We are currently looking for a Senior Site Reliability Engineer to join our Site Reliability Engineering team. In this position, you will directly impact the reliability and performance of our critical production application systems; supporting 24/7 delivery to over 70,000 customers worldwide. We’re looking for a motivated individual to manage deployment of configuration management solutions, resolve production escalations, and iterate on improving both production and pre-production environments.
This position will report to the SRE Manager and is located at our Bellevue, WA headquarters.
- Participate in a follow-the-sun rotation providing 24x7 production support.
- Troubleshoot, investigate, and fix production issues in cloud and hosted environments, including system, and application performance issues.
- Automate all the things: software deployments, infrastructure configuration management, security patching, failover topologies.
- Manage customer support and development escalations; working directly with Sustaining Engineering.
- Manage work / track issues through ticketing systems and follow through to resolution.
- Ensure production changes are documented, fully tested in non-production environments, and adhere to change control and audit requirements.
- Participate and support multiple teams in incident management, PIR, deployment and change processes.
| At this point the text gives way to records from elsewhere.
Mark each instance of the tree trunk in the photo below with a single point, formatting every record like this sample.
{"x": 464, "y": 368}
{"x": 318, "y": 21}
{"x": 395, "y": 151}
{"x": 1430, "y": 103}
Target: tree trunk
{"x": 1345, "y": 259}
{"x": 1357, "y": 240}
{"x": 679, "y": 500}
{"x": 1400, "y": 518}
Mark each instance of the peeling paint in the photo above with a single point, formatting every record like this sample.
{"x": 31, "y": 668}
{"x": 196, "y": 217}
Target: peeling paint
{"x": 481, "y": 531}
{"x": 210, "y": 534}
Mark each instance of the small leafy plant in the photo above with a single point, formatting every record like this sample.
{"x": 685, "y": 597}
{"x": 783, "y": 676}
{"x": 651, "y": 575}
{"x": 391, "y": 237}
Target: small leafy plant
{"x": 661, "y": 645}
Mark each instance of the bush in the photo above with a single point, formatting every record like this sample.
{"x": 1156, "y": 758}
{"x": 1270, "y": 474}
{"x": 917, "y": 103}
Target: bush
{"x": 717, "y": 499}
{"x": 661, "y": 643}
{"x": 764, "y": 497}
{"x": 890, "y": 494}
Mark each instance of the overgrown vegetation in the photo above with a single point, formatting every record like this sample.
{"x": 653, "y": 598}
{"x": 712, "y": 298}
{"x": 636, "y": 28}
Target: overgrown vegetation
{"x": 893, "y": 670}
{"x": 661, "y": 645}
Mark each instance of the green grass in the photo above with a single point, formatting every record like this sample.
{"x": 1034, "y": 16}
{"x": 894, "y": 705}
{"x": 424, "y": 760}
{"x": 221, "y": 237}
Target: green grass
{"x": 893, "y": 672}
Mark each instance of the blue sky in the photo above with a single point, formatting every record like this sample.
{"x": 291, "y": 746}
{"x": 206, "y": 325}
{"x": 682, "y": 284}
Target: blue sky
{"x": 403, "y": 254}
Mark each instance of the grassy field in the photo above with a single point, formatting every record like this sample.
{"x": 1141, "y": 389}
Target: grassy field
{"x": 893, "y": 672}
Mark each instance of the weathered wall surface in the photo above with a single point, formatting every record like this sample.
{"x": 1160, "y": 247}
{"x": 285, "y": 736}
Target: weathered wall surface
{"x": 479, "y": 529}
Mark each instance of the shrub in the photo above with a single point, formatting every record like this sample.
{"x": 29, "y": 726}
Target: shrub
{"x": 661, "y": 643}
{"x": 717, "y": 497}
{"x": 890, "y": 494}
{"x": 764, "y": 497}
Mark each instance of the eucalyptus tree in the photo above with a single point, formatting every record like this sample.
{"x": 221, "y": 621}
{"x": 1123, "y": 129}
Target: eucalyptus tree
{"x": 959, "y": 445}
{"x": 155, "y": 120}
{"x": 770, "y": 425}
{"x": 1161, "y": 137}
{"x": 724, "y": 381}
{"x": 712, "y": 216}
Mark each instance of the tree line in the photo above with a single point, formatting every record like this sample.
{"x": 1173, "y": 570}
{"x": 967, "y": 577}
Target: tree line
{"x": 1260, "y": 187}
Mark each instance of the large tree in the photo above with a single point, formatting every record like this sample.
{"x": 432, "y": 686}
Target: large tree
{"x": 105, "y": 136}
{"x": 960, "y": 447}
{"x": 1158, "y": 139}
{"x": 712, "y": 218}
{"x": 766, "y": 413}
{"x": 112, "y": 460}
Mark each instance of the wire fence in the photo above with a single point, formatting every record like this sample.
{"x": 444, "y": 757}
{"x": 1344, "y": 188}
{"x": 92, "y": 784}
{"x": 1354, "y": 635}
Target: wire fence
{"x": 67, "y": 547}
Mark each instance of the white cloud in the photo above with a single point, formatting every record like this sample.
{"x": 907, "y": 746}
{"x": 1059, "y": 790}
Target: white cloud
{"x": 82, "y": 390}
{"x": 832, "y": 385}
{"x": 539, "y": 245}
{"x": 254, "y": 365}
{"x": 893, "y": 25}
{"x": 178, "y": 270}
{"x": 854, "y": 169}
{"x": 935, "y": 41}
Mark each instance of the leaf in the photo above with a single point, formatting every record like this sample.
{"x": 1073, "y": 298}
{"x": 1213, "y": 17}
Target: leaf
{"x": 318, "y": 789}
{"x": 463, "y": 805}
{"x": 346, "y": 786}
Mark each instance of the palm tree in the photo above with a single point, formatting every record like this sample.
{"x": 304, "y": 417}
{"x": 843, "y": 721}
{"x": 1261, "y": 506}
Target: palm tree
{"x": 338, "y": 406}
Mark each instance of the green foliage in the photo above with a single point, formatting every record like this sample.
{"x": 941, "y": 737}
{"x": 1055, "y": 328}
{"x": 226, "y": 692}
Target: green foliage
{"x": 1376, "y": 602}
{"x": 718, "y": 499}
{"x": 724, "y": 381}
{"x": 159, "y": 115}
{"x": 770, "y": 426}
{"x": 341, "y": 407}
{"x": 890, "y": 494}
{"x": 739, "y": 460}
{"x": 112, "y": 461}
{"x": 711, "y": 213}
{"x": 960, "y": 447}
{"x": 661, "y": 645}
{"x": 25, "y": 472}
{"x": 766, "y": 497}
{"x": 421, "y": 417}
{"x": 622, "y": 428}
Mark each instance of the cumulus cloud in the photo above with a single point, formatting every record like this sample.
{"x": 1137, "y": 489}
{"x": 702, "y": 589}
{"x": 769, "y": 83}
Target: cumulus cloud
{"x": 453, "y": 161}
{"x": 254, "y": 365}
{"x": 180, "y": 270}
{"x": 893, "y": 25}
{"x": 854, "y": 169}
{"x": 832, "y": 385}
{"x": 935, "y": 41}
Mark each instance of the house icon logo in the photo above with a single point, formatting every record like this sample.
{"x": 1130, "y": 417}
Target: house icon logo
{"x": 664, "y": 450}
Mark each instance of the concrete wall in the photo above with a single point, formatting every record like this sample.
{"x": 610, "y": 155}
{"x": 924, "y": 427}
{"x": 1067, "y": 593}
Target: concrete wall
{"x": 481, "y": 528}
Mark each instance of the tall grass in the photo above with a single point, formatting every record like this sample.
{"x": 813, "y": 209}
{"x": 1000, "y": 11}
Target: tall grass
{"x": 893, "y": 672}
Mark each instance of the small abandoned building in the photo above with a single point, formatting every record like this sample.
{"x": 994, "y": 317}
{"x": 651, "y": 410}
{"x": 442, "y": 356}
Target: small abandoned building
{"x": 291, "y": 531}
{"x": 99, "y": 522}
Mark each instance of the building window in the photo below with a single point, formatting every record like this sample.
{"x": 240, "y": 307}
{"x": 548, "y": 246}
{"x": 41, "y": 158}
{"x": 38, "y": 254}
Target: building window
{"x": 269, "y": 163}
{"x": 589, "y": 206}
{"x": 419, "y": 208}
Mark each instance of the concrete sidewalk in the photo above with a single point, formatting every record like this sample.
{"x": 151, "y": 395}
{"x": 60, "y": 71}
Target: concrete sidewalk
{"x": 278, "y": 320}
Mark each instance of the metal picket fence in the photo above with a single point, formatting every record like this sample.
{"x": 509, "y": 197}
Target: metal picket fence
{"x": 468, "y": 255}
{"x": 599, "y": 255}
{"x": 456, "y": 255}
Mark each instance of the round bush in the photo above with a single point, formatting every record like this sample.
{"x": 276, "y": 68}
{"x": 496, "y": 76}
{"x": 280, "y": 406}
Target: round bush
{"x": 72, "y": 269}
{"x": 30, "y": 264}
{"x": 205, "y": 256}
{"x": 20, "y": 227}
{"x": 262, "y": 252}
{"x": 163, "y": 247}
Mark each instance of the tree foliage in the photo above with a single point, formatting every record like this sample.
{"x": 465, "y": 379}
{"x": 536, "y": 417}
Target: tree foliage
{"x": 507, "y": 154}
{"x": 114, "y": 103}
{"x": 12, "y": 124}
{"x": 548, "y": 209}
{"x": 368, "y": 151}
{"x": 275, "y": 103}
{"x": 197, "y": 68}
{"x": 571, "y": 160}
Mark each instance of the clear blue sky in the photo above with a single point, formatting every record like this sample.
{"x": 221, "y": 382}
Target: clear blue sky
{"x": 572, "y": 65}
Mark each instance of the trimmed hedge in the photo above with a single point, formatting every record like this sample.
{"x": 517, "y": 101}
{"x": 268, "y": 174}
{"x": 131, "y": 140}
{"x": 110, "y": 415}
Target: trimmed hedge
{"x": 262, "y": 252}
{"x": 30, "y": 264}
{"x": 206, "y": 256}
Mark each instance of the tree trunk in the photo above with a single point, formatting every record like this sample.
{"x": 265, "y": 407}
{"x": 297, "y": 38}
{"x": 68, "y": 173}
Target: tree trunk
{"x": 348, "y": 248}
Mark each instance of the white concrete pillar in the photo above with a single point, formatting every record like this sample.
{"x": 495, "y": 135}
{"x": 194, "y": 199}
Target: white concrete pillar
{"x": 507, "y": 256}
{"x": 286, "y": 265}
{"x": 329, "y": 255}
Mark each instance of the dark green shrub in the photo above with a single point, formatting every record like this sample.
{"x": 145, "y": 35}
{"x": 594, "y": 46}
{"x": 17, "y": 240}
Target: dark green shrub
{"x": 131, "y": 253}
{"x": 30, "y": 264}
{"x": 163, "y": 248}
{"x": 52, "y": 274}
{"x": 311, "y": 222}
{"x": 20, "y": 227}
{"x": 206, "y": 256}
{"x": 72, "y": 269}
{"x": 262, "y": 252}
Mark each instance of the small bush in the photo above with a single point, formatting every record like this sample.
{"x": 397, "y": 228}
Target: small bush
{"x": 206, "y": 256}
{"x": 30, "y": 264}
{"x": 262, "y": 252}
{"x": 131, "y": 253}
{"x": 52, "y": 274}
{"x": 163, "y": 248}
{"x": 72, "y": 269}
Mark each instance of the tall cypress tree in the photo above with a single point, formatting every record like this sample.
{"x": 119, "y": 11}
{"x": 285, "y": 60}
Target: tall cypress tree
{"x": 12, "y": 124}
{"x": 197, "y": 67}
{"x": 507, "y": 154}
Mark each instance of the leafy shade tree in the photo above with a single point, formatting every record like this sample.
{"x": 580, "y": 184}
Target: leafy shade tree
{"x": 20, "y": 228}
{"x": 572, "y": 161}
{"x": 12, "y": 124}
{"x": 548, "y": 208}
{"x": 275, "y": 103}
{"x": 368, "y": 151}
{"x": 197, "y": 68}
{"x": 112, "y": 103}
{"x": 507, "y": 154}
- Investigate security and compliance concerns, in accordance with company policies.
- 5+ years of work experience with production Linux systems administration.
- 5+ years of experience with at least one scripting language ( eg Bash, Python, Ruby, Go )
- 5 + years of experience developing, migrating and supporting production systems in AWS / GCP / Azure
- Highly motivated, critical thinker with proven ability to troubleshoot and solve problems in a production support environment.
- Ability to successfully manage competing priorities in critical incident situations.
- Proficient with basic internet protocols (eg HTTP, DNS, TCP/IP)
- Proficient with config management, source control and containerization tools.
- Excellent verbal and written communication skills.
- Ability to work in the U.S. on an ongoing basis.
- Bachelor’s degree in Computer Science or related discipline required.
About Smartsheet: In 2005, Smartsheet was founded on the idea that teams and millions of people worldwide deserve a better way to deliver their very best work. Today, the company delivers a leading cloud-based platform for work execution, empowering organizations to plan, capture, track, automate, and report on work at scale, resulting in more efficient processes and better business outcomes. Smartsheet went public on the New York Stock Exchange in April 2018 and currently enables collaboration, better decision making, and accelerated innovation for over 76,000 domain-based customers in 190 countries, including 96 of the Fortune 100.
Smartsheet is an Equal Opportunity Employer. Individuals seeking employment at Smartsheet are considered without regard to race, ethnicity, color, age, sex, religion, national origin, ancestry, pregnancy, sexual orientation, gender, gender identity, gender expression, genetic information, physical or mental disability, registered domestic partner status, caregiver status, marital status, veteran or military status, citizenship status, or any other legally protected category.